Its chemicals unit Versalis had therefore now acquired the series of green businesses in Italy formerly belonging to Italian plastics multinational.
“This know-how reinforces Versalis’ competitive position in the bio-based chemical industry, creating synergies with ongoing research projects,” Eni said in a statement. The acquisition will allow the development of an integrated technological platform of chemicals from biomass, in line with the strategy undertaken in recent years, it added.
The transfer of the business units will be formally agreed in the coming weeks, in compliance with legal procedures and deadlines.
The operation includes assets and resources related to development activities, industrialisation, licensing of technologies and bio-chemical processes based on the use of renewable resources, especially biomass, of the four companies Biochemtex, Beta Renewables, Ipb (Italian Bio Products) and Ipb energia. No financial details were given but a source familiar with the matter said the deal had cost Versalis more than 90 million euros ($105.8 million), including debt, according to Reuters.
The innovative aspect of these processes is the Proesa technology, which is used to convert biomass into second generation sugars and the subsequent production of biofuels or, potentially, other biochemical intermediates.
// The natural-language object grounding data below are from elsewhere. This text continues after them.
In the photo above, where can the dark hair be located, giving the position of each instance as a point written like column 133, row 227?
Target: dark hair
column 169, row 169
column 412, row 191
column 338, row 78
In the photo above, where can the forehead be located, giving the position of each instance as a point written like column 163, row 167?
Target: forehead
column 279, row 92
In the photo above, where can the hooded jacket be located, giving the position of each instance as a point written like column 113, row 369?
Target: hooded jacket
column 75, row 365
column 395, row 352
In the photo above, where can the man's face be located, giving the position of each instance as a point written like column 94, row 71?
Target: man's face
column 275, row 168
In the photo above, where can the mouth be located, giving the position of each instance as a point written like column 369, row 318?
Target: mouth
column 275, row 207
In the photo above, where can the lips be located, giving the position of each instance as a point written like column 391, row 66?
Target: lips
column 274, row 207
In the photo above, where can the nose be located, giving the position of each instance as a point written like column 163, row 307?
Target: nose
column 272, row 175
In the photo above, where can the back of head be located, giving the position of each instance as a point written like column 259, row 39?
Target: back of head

The industrial plant at Crescentino (Vercelli) produces bio-ethanol, as well as green electricity thanks to the enhancement of lignin, which is a by-product.
Mossi Ghisolfi, founded by the Ghisolfi family in 1953, is a major PET producer. In Italy, it owns a series of licensing technologies and biochemical processes based on renewable resources, especially biomass.
After the death of former managing director Guido Ghisolfi and cost overruns in the U.S., the group was forced to file for creditor protection for its Italian units.
Italian investment house Mediobanca advised Mossi Ghisolfi on the sale.